The Netanyahu-Obama relationship, President Rivlin, former MK Ronen Hoffman, Rabbi Dr. Ron Kronish and Hiroshima and Nagasaki are today’s topics.
First, VOI’s Dov Lipman criticizes President Obama for denouncing Israeli interference in a Congressional vote, on the grounds that it is an “internal” American issue. Dov compares such action on the part of Israel’s officials to the US Ambassador to Israel’s recent efforts to convince Knesset members to vote in favor of a gas deal. Dov says that, like the Iran deal, this was an internal political matter with international ramifications, and as such, the US insinuated itself.
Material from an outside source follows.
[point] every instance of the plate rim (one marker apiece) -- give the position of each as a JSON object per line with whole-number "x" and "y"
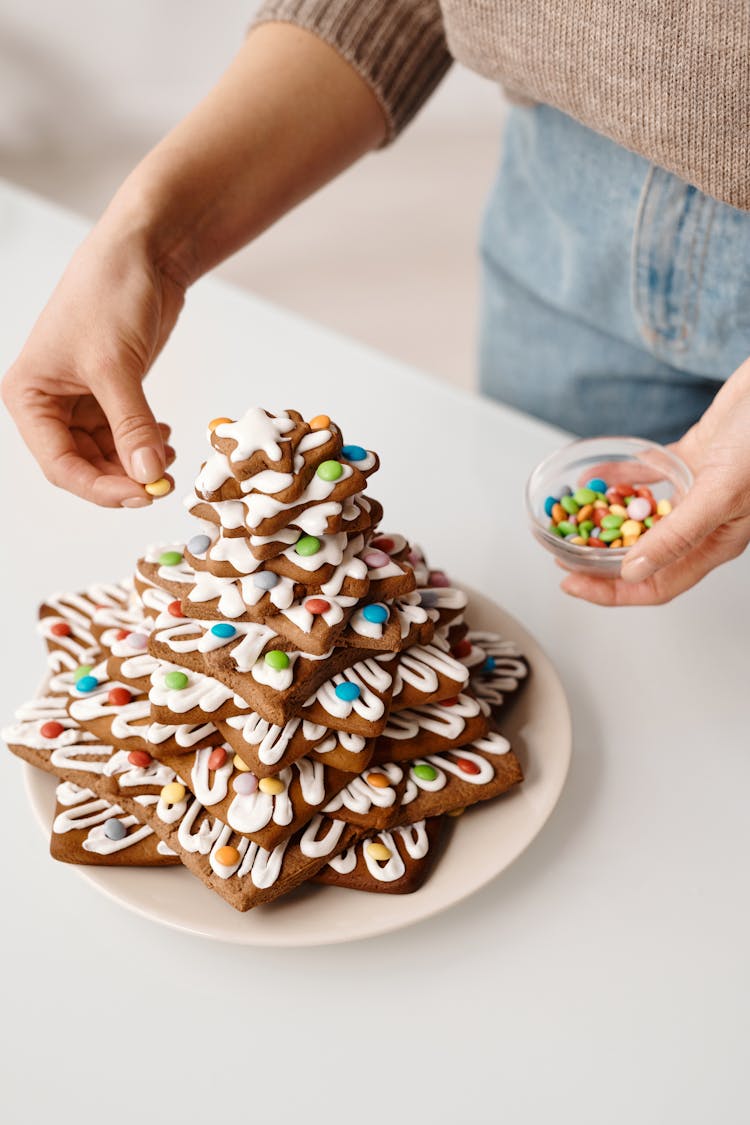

He takes the position that a country has the right to speak out on issues that have an impact on its well-being.
Then, Dov praises the leadership of President Reuven Rivlin, who has lent his passionate voice to urging deep reflection in Israel following the arson in Duma. As Rivlin says, when “one of ours” commits a crime, we all bear responsibility.
Next, Dov hears from Ronen Hoffman, who says the “dismantling” of Israel’s Foreign Ministry (the shutting down of several embassies) is having a devastating impact on the state’s public diplomacy and security. Hoffman looks to the late Prime Minister Yitzhak Rabin — for whom Hoffman served as a personal aide — as an example of how security and diplomacy can and must work hand-in-hand.
Then, Dov is joined by Rabbi Dr. Ron Kronish, founder of and senior adviser for the Interreligious Coordinating Council in Israel, who talks about the ICCI’s efforts to support dialogue among leaders of all faiths. The organization’s work has led to the growth of a more moderate Islam. Dr. Kronish encourages people interested in communal dialogue and co-existence to get involved, especially in the wake of the recent rise in interfaith tension in Israel.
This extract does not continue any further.